Event Graph Layout


I made a layout plugin for Gephi that can be used for the visualization of event graphs, where events are represented by nodes and the relationships between events by arcs/edges.

Since Gephi was updated to version 0.9, the plugin can only be found from within the Gephi program itself, as far as I know. However, there should be a new online market place at some point. To download the latest version of the plugin (for Gephi 0.9 and higher), run Gephi, enter the ‘Tools’ menu in the menu bar at the top, and click ‘Plugins’. The Event Graph Layout plugin should be in the list of available plugins, and can be installed from there. An older version of the plugin (for Gephi 0.8.2) is still available from the original Gephi Market Place if required. I recommend using the new version, but if you have good reasons for running Gephi 0.8.2, instead of the latest version, then the 0.8.2. version of the layout can be downloaded and installed manually (download the .nbm file, go to the plugins menu within Gephi [see instructions above], select ‘Downloaded’, and then select the downloaded .nbm file).

If you would like to cite this software, you can use the following format:

Spekkink, W. (2014).
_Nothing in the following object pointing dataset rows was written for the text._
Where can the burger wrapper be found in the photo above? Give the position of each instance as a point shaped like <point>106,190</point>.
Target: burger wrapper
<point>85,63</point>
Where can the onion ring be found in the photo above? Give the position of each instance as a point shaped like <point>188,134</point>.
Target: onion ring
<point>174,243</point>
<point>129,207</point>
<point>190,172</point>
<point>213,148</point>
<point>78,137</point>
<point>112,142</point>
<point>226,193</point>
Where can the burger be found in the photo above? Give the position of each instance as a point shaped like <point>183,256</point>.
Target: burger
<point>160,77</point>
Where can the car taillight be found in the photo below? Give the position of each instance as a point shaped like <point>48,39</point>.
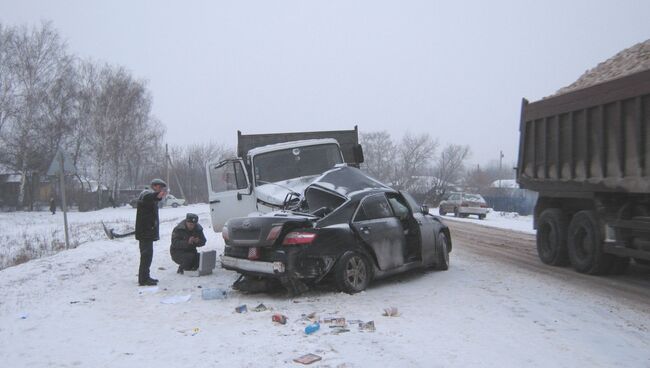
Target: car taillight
<point>224,233</point>
<point>274,233</point>
<point>254,253</point>
<point>298,238</point>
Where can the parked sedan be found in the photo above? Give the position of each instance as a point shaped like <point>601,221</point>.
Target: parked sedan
<point>350,228</point>
<point>463,205</point>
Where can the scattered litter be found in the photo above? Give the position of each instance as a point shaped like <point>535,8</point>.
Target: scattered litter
<point>190,332</point>
<point>148,290</point>
<point>260,308</point>
<point>367,326</point>
<point>176,299</point>
<point>335,322</point>
<point>391,312</point>
<point>307,359</point>
<point>310,329</point>
<point>209,294</point>
<point>279,318</point>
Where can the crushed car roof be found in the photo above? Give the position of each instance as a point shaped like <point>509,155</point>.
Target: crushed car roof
<point>348,181</point>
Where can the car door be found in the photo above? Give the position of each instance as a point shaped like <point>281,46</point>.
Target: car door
<point>229,192</point>
<point>378,227</point>
<point>427,228</point>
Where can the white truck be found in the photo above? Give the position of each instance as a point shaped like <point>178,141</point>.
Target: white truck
<point>272,170</point>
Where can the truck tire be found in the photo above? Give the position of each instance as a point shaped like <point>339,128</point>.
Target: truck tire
<point>585,243</point>
<point>619,266</point>
<point>353,272</point>
<point>442,252</point>
<point>551,237</point>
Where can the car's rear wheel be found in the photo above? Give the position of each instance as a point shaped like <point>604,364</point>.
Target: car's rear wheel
<point>353,272</point>
<point>442,251</point>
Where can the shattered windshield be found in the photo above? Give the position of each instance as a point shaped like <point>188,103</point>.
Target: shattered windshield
<point>296,162</point>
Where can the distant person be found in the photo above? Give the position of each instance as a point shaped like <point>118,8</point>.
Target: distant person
<point>146,227</point>
<point>186,237</point>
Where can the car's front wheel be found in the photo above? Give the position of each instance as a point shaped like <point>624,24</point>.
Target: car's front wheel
<point>353,272</point>
<point>442,251</point>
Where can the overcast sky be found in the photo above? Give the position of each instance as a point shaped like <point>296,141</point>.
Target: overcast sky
<point>456,69</point>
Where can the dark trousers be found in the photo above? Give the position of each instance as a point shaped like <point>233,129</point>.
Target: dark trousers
<point>187,260</point>
<point>146,256</point>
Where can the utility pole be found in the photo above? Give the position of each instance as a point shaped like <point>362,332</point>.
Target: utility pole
<point>167,167</point>
<point>64,205</point>
<point>500,166</point>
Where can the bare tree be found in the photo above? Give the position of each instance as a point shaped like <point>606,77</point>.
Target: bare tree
<point>380,155</point>
<point>448,171</point>
<point>415,154</point>
<point>39,59</point>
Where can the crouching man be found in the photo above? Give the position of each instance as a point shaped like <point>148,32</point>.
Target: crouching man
<point>186,237</point>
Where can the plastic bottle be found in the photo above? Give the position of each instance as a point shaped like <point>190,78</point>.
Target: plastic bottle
<point>312,328</point>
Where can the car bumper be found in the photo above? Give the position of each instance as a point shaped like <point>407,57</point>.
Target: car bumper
<point>239,264</point>
<point>472,210</point>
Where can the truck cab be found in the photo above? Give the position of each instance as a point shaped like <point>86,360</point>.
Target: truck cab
<point>269,177</point>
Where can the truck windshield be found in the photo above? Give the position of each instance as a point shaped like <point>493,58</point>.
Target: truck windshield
<point>296,162</point>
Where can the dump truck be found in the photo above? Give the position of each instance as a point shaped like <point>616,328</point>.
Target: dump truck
<point>587,154</point>
<point>271,171</point>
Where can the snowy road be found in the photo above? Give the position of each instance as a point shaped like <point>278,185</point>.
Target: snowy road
<point>492,308</point>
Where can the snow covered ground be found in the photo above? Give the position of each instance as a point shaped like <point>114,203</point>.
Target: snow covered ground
<point>502,220</point>
<point>82,307</point>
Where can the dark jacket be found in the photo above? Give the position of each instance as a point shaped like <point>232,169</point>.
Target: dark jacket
<point>182,234</point>
<point>146,220</point>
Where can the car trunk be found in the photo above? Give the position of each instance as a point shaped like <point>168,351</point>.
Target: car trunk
<point>264,231</point>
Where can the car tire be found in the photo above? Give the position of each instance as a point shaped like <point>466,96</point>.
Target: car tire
<point>353,272</point>
<point>442,252</point>
<point>551,237</point>
<point>585,243</point>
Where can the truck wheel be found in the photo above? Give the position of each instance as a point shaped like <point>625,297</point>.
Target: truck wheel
<point>442,252</point>
<point>585,243</point>
<point>353,273</point>
<point>551,237</point>
<point>619,266</point>
<point>640,261</point>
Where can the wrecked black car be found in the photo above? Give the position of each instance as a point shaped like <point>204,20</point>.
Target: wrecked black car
<point>347,227</point>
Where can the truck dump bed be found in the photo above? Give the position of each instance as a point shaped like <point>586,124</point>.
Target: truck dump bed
<point>595,139</point>
<point>348,140</point>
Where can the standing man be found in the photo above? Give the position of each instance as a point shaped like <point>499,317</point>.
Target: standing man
<point>146,227</point>
<point>186,237</point>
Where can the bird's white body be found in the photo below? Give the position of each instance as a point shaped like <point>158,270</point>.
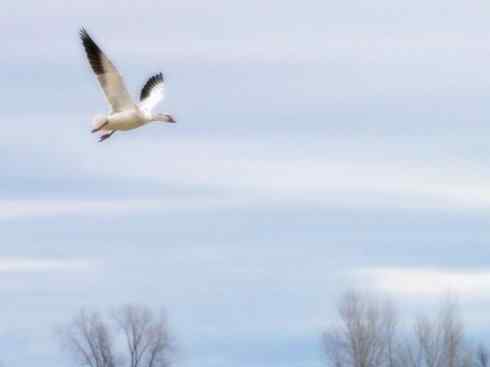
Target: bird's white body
<point>126,120</point>
<point>125,114</point>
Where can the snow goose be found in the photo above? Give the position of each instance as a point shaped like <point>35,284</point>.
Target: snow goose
<point>125,114</point>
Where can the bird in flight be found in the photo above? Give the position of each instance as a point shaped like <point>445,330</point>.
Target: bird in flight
<point>125,114</point>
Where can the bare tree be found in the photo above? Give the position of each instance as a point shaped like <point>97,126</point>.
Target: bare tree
<point>440,342</point>
<point>145,335</point>
<point>366,334</point>
<point>482,357</point>
<point>89,340</point>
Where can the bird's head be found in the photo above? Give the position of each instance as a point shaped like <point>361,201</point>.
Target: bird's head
<point>99,120</point>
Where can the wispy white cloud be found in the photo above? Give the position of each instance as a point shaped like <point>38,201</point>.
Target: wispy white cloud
<point>413,281</point>
<point>28,265</point>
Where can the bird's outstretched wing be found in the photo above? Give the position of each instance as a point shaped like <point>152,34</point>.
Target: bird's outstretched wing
<point>152,93</point>
<point>109,78</point>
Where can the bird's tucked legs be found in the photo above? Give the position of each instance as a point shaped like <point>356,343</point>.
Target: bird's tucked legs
<point>106,136</point>
<point>100,127</point>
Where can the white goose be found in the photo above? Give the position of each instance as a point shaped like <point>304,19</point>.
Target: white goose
<point>125,114</point>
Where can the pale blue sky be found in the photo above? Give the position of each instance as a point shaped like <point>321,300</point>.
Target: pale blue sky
<point>319,146</point>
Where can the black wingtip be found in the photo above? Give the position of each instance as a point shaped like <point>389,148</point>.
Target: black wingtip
<point>93,52</point>
<point>152,82</point>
Event Graph Layout [software]. Available from: https://marketplace.gephi.org/plugin/event-graph-layout/

See this publication for an example of the tool in use.
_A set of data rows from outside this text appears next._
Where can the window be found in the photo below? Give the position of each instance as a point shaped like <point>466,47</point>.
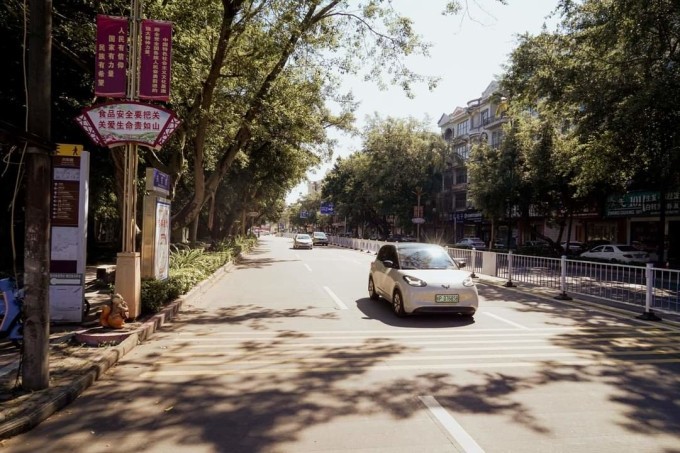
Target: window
<point>462,128</point>
<point>485,117</point>
<point>462,151</point>
<point>496,139</point>
<point>461,200</point>
<point>461,176</point>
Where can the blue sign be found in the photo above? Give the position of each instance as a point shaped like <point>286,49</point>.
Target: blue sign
<point>327,208</point>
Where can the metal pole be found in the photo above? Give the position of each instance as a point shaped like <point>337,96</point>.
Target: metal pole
<point>563,279</point>
<point>509,283</point>
<point>649,314</point>
<point>128,265</point>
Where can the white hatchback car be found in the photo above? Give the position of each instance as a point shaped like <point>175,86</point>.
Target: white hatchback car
<point>617,253</point>
<point>421,278</point>
<point>302,241</point>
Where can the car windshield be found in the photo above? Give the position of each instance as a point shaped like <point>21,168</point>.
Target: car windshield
<point>425,258</point>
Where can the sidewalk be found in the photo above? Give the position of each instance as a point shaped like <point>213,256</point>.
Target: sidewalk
<point>73,365</point>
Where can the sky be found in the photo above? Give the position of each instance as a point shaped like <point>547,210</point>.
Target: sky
<point>467,53</point>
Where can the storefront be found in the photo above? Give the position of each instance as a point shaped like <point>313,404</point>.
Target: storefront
<point>642,211</point>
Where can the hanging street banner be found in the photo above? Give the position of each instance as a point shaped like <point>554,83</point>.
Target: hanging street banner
<point>111,57</point>
<point>154,80</point>
<point>327,208</point>
<point>118,123</point>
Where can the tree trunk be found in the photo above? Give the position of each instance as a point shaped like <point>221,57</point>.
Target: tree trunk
<point>35,372</point>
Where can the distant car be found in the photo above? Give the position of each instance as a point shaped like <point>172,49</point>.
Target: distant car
<point>319,238</point>
<point>537,244</point>
<point>302,241</point>
<point>421,278</point>
<point>574,246</point>
<point>617,253</point>
<point>471,243</point>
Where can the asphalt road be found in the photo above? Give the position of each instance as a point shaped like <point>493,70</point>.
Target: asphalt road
<point>288,354</point>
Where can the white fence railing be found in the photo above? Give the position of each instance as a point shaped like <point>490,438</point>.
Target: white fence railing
<point>648,288</point>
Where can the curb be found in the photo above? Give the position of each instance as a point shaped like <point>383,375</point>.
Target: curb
<point>60,397</point>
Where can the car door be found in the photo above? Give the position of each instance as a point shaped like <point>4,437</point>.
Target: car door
<point>380,274</point>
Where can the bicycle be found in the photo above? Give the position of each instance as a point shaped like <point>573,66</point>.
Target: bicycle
<point>11,303</point>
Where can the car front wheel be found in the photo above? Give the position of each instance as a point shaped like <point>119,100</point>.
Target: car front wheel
<point>398,304</point>
<point>371,290</point>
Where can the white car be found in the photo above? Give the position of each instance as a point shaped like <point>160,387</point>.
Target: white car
<point>421,278</point>
<point>475,243</point>
<point>617,253</point>
<point>302,241</point>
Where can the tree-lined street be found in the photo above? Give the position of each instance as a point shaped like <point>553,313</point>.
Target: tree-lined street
<point>287,353</point>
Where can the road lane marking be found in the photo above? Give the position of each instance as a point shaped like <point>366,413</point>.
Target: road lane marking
<point>451,425</point>
<point>283,359</point>
<point>335,298</point>
<point>390,368</point>
<point>576,329</point>
<point>507,321</point>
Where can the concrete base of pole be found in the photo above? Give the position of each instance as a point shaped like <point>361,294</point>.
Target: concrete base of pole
<point>129,281</point>
<point>649,316</point>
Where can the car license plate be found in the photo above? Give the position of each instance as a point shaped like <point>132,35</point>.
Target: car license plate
<point>446,298</point>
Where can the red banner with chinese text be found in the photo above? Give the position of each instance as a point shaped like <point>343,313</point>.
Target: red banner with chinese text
<point>154,74</point>
<point>111,57</point>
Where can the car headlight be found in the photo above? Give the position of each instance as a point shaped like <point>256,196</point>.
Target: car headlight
<point>413,281</point>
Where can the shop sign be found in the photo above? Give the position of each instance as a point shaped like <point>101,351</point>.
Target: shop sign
<point>642,203</point>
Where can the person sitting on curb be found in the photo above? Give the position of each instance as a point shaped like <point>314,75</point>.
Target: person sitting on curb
<point>115,314</point>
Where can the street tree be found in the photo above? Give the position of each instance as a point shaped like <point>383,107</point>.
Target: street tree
<point>611,69</point>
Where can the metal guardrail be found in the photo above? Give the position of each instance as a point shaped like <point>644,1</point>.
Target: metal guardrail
<point>647,288</point>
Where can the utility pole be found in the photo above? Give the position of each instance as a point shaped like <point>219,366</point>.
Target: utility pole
<point>418,192</point>
<point>35,373</point>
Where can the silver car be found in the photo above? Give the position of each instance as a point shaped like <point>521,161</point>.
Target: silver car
<point>617,253</point>
<point>421,278</point>
<point>302,241</point>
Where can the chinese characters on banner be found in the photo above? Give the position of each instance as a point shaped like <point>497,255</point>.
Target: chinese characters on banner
<point>111,56</point>
<point>114,123</point>
<point>154,80</point>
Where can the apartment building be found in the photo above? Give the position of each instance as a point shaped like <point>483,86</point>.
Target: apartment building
<point>632,218</point>
<point>481,120</point>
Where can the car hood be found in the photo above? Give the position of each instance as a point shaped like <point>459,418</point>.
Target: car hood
<point>437,276</point>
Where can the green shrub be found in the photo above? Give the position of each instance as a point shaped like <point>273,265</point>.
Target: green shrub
<point>189,267</point>
<point>154,296</point>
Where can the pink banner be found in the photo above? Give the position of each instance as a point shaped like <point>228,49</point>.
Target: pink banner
<point>154,73</point>
<point>111,57</point>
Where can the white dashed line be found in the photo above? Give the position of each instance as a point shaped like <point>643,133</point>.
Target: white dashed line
<point>451,425</point>
<point>507,321</point>
<point>335,298</point>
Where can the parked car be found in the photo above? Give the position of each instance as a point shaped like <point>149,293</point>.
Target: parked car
<point>574,246</point>
<point>471,243</point>
<point>302,241</point>
<point>319,238</point>
<point>421,278</point>
<point>617,253</point>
Useful advice on the order variable

To some users it may not be immediately clear how to choose a suitable order variable. Knowing some things about the Gephi plot space come in useful here. I didn’t check whether the information provide below is fully correct. I more or less deduced it from my own experience with Gephi and the Event Graph Layout. The Gephi plot space appears to you as a space that is simply blank, but it does have two axes with positive as well as negative values.


It is possible to hit the edges of the plot space. So, I advice against using very large values for the order variable. The smaller the value you use, the more you will be able to fit in the plotting space. Also, if you also use negative values, you will be able to fit more in the plotting space, because with positive values you only utilize one half of the available space (this is one of the things I am not absolutely sure about, but using negative values does work).

If you want to make the order variable that you assign to each event proportional to the actual date that the event occurred, then you can use the following trick (or something similar). Let’s assume that you want the order variable to be proportional to the year and month in which the event occurred. In your nodes list, you can then report the year and month of occurrence in separate columns. You can then write a formula that converts these values into a suitable order variable (see table below for the formula). You should take the earliest reported year as the base year. For each event you subtract the base year from the year reported for that event. In the example below, for Event4 the result is 2003-2000 = 3. Then you add the number of months times 0.083 (which is roughly 1/12) to that number. For Event4 we can complete the formula: 2003-2000+(7*0.083) = 3.581. You only have to write this formula once in Excel and you can then copy it to the other rows.


As I suggested, the order variable will now be proportional to the data that the events occurred (accurate to month and year). This makes it relatively easy to add a timeline to your plot after you exported it from Gephi. For example, in the picture below I simply imported the picture into Powerpoint, and I added a table that reports the years (the advantage of using a table is that each column will have the same size in its default make up). Then I stretched the table to make sure that it roughly matches the distribution of events.